Sejarah bermula ketika Perang Dunia berakhir. Negara-negara Timur dan Barat yang terlibat perang mulai kembali membangun infrastrukturnya. Perang Dunia rupanya tidak hanya berdampak pada kerugian materi, tetapi juga beban psikologis yang luar biasa. Pergolakan sosial dan keagamaan terus terjadi di mana-mana. Pemerintah negara-negara Barat berusaha menenangkan rakyatnya yang masih khawatir perang akan terjadi lagi. Mereka dijejali angan-angan tentang sebuah era keemasan industri dan teknologi. Untuk itulah, banker-bankir Yahudi yang mengetahui adanya cadangan emas di negara-negara Timur (Asia) segera melancarkan propaganda dan langkah-langkah penguasaan terhadap emas tersebut.
Sesepuh Mason yang bekerja di Federal Reserve (Bank Sentral di Amerika) bersama bankir-bankir dari Bank of International Settlements / BIS (Pusat Bank Sentral dari seluruh Bank Sentral di dunia) mengunjungi Indonesia untuk bertemu Soekarno. Atas nama kemanusiaan, mereka menjelaskan pentingnya pencegahan terjadinya kembali Perang Dunia. Demi kemaslahatan bersama, tiap negara harus mencapai kesepakatan untuk mendayagunakan kolateral emas yang dimiliki tersebut dalam program kemanusiaan. Semua negara menyetujui kesepakatan itu, termasuk Indonesia.
Dua poin utama kesepakatan: 1) emas- emas milik negara-negara Timur (Asia) akan diserahkan kepada Federal Reserve untuk dikelola dalam program-program kemanusiaan, dan 2) negara-negara Asia menerima obligasi dan sertifikat emas sebagai tanda kepemilikan dan pertukaran. Negara-negara yang terlibat antara lain Indonesia, Cina dan Filipina.
Beberapa tahun kemudian, Soekarno mulai mencium adanya persekongkolan busuk yang dilakukan para bankir Yahudi.
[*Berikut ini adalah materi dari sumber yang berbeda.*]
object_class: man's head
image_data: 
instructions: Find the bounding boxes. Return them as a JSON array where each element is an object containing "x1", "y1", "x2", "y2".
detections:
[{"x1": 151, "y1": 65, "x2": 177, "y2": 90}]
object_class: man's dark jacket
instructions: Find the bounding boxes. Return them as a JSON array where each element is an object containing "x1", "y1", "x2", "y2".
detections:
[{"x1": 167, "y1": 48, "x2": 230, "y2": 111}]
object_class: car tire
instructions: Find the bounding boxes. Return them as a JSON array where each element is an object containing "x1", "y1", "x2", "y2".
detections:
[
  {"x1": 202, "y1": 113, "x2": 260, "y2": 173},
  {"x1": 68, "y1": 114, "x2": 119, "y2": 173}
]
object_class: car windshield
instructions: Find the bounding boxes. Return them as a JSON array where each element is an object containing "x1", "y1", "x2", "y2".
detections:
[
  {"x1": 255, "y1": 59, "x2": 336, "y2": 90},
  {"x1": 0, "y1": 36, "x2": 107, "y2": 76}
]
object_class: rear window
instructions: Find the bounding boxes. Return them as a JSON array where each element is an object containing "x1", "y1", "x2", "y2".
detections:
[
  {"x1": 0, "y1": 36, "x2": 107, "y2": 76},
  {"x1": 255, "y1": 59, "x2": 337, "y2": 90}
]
Kesepakatan antara Negara-negara Timur dengan Barat ternyata tidak dijalankan sebagaimana mestinya, tak ada program-program kemanusiaan yang dijalankan menggunakan kolateral tersebut. Soekarno protes keras dan segera menyadari negara-negara Timur telah ditipu oleh Bankir Internasional.
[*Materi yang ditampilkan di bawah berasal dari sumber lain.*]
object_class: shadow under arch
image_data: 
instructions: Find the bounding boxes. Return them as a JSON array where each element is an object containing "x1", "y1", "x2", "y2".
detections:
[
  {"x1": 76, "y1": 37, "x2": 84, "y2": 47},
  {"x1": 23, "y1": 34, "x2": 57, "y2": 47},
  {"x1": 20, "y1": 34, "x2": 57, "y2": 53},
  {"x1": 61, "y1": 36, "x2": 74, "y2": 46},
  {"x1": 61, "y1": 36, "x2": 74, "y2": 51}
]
Tahun 1963 Soekarno akhirnya membatalkan perjanjian dengan para bankir Yahudi. Pemerintah Amerika kemudian melobi Soekarno untuk mengalihkan hak kelola emas tersebut kepada Amerika Serikat. Saat itu Amerika sedang terjerat utang besar-besaran setelah terlibat perang dunia. Presiden Kennedy menginginkan negara mencetak uang tanpa utang. Ia berusaha meyakinkan Soekarno dengan membayar bunga 2,5% per tahun dari nilai emas yang digunakan dan mulai berlaku 2 tahun setelah perjanjian ditandatangani.
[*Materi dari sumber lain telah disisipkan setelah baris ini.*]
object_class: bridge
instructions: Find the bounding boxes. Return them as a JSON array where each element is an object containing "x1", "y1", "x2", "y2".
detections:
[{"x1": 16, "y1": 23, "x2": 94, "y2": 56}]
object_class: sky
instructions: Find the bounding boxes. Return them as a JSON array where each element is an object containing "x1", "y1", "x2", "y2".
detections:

Tidak lama setelah penandatanganan perjanjian tersebut, Presiden Kennedy ditembak mati, menyusul kemudian Soekarno ditumbangkan oleh gerakan Orde Baru yang didalangi CIA. Tangan-tangan gelap bankir Yahudi kemudian memindahkan kolateral emas tersebut ke International Collateral Combined Accounts for Global Debt Facility di bawah pengawasan OITC (The Office of International Treasury Control) yang semuanya dikuasai oleh bankir Yahudi. Perjanjian itu tidak pernah efektif sampai saat Soekarno jatuh sakit dan tidak lagi mengurusnya hingga meninggal dunia.
Sampai hari ini, tidak satu rupiah pun dari bunga dan nilai pokok aset tersebut dibayarkan pada rakyat Indonesia melalui pemerintah, sesuai perjanjian yang telah disepakati. Padahal AS telah menggunakan emas milik Indonesia sebagai kolateral dalam mencetak dollar. Ada informasi yang menjelaskan bahwa salah satu syarat pencairan emas melalui persetujuan Sri Paus (The Pope), petinggi Katolik di Vatikan, Italia. Keberadaan emas-emas itu juga sulit dilacak rimbanya. Tak ada pembahasan panjang mengenai ini, baik dari kalangan pemerintah maupun para pengamat.
Terlepas dari pembahasan panjang di awal, ada banyak kalangan yang menyatakan bahwa dokumen perjanjian ini palsu. Analisis tanda tangan, tanggal pembuatan serta stempel yang ada di dokumen tidak bisa dipertanggungjawabkan.